I cant say anything concerning the timberwolf. I have never seen one in person. As for your valve, Some of the cheap ones are preset and to change the relife pressure I think its all internal. A normal vlavle should have a cap screw on the back covered with a Nut. You simply remove the nut and use a allen wrench to turn the screw. dead head the cylinder all the way extended so the system wil build max pressure and then just trun the screw in until tt gets to the pressure setting you whis, or until it stalls the engine. If it stalls the engine before reaching desired pressure, back the screw back out a few turn until the engine doesnt stall.

. My old splitter had a 4way adjustable wedge and a 4in cylinder. It is 24in tall when fully extended. I use a blade instead of a wedge. I find the blade design will slice thru knots that will stall a wide wedge. A wide wedge will split a clean grained round faster than a blade, but i dont often see those perfect rounds. My cylinder was also a 4in bore and I had a 14gpm single stage pump. Only time i stalled this wedge was on a 28in dia whiteoak crotch with 4 big limb knots in it. Lowered the wedge and split the thing in half and then used the 4way to slice and dice the big halfs.

I upgraded this splitter to a 5in bore cylinder and a 28gpm pump. No more problems with stalling or getting a round stuck on the wedge, so i added another wing and made it a 6way. It pretty much goes thru anything, even with the 6way. I have stuck it a time or two and let me tell you when you stick a round using a 5in bore cylinder, you end up beating it off with a sledge hammer. LOL

Now the problem I have with multisplit wedges is the respits. Even with a 6way, you still endup resplitting a lot of rounds, especially if the rounds are large dia to start with. A 24 in round will yield six splits in one pass, but those splits are still 12inches wide, to big for a stove. To resplit, that 6way wedge becomes a handicap.
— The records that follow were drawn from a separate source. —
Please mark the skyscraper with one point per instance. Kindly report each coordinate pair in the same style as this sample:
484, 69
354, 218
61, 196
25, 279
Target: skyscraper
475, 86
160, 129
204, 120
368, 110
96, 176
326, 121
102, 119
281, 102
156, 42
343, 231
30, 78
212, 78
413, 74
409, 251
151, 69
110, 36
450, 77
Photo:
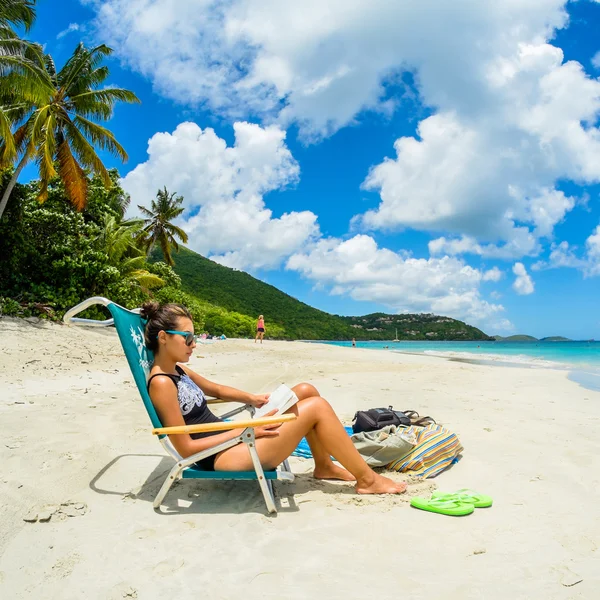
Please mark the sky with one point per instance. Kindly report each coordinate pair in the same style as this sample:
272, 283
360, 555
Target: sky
369, 155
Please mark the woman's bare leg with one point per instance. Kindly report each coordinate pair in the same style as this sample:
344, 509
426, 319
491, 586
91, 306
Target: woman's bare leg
325, 468
312, 413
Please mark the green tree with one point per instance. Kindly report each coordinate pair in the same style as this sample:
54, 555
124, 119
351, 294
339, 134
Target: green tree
59, 130
22, 75
158, 229
118, 242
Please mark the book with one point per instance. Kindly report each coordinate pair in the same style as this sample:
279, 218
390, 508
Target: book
281, 399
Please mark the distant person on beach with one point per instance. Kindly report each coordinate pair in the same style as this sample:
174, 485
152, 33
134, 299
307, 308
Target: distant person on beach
260, 329
178, 395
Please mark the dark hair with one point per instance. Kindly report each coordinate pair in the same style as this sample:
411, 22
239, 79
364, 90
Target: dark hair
159, 318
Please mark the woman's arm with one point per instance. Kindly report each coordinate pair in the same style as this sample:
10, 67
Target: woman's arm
225, 392
164, 399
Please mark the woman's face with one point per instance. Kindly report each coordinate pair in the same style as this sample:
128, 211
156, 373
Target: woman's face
175, 344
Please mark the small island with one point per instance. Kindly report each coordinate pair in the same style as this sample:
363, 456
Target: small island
530, 338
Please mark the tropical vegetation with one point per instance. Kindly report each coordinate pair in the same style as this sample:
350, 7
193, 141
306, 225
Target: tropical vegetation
158, 228
64, 237
55, 122
240, 292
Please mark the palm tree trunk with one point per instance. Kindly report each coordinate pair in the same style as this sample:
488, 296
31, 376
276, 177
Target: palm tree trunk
11, 184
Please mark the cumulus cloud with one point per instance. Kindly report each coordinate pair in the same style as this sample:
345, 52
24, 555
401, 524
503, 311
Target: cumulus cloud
565, 255
506, 126
70, 29
223, 188
359, 268
317, 63
493, 274
523, 284
592, 245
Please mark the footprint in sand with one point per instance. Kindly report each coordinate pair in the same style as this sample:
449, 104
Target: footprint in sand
64, 566
142, 534
123, 590
167, 567
59, 512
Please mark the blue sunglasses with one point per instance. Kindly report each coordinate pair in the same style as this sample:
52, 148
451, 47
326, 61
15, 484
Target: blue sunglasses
189, 336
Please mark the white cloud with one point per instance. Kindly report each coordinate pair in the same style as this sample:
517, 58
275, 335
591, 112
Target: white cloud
592, 245
223, 187
564, 255
561, 255
493, 274
318, 63
523, 284
70, 29
359, 268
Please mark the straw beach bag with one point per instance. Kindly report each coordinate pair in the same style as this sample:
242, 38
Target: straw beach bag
437, 449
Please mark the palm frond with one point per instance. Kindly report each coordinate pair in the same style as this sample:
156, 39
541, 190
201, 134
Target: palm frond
100, 136
72, 175
17, 12
85, 151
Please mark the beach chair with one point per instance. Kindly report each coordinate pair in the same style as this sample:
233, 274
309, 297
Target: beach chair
130, 328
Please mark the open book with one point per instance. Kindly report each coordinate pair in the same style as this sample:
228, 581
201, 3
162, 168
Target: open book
281, 399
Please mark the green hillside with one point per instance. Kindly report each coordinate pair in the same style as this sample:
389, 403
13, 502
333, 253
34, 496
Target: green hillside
380, 326
237, 291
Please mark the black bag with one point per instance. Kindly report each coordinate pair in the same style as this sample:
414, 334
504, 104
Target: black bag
378, 418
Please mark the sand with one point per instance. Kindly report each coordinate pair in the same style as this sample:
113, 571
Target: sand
79, 461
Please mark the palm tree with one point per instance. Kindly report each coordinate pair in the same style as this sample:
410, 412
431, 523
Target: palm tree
17, 12
61, 127
158, 228
118, 242
22, 74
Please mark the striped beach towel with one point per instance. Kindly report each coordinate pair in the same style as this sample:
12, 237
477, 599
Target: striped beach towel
437, 449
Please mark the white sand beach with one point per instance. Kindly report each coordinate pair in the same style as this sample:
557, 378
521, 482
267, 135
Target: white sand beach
77, 453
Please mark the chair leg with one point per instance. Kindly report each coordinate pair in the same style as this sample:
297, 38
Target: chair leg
262, 481
166, 486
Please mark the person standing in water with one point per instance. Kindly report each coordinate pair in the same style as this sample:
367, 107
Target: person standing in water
260, 329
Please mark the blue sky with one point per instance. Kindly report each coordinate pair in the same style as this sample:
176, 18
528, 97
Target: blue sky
366, 155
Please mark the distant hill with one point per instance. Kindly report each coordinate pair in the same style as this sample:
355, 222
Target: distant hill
515, 338
238, 291
530, 338
380, 326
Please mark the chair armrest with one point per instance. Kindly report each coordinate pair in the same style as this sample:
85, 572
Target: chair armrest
220, 401
224, 426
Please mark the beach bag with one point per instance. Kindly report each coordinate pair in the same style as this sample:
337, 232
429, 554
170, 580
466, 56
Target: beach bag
383, 446
378, 418
437, 449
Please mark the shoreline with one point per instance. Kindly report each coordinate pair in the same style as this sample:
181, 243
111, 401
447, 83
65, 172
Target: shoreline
77, 436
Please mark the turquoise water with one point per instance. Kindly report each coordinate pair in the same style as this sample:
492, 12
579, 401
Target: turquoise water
582, 359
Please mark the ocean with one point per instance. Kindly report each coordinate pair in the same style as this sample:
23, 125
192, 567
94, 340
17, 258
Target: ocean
581, 359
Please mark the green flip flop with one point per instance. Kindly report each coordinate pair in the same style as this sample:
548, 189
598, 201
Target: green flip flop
475, 498
453, 507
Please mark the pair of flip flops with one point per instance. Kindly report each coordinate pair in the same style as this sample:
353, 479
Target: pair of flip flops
456, 504
416, 419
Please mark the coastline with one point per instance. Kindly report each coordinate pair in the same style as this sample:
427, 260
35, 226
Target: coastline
77, 433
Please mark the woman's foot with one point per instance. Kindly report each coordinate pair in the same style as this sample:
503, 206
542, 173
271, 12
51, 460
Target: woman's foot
333, 472
378, 484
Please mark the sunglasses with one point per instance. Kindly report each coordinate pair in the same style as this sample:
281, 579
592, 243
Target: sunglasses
189, 336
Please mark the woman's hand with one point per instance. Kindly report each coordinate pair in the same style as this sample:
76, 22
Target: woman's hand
267, 430
259, 400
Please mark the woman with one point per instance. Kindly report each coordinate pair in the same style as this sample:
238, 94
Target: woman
260, 329
178, 397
You endup with a ton of splinters.

I split lots of 30+dia rounds, got a maple to saw up thats over 48 inches. Be intersting to see how that 6way holds up. I have a boom mounted on the splitter for lifting big rounds, I imagine the winch will get a workout on that one
 
I am mostly using it for my OWB.So a 30" plus dia split 4 or 6 ways is not a problem.The smaller ones at the initial split go into the sell pile for wood stoves.
 
I don't know what the actual pressure is on my TW-5, for the most part it doesn't slow down when using the 4 way wedge.

At 2350 psi a 5" cylinder will give you 46142 lbs of force or 23 tons. Timberwolf lists the TW-5 pressure at 25 tons, that equals 2550 psi, so you'll be close.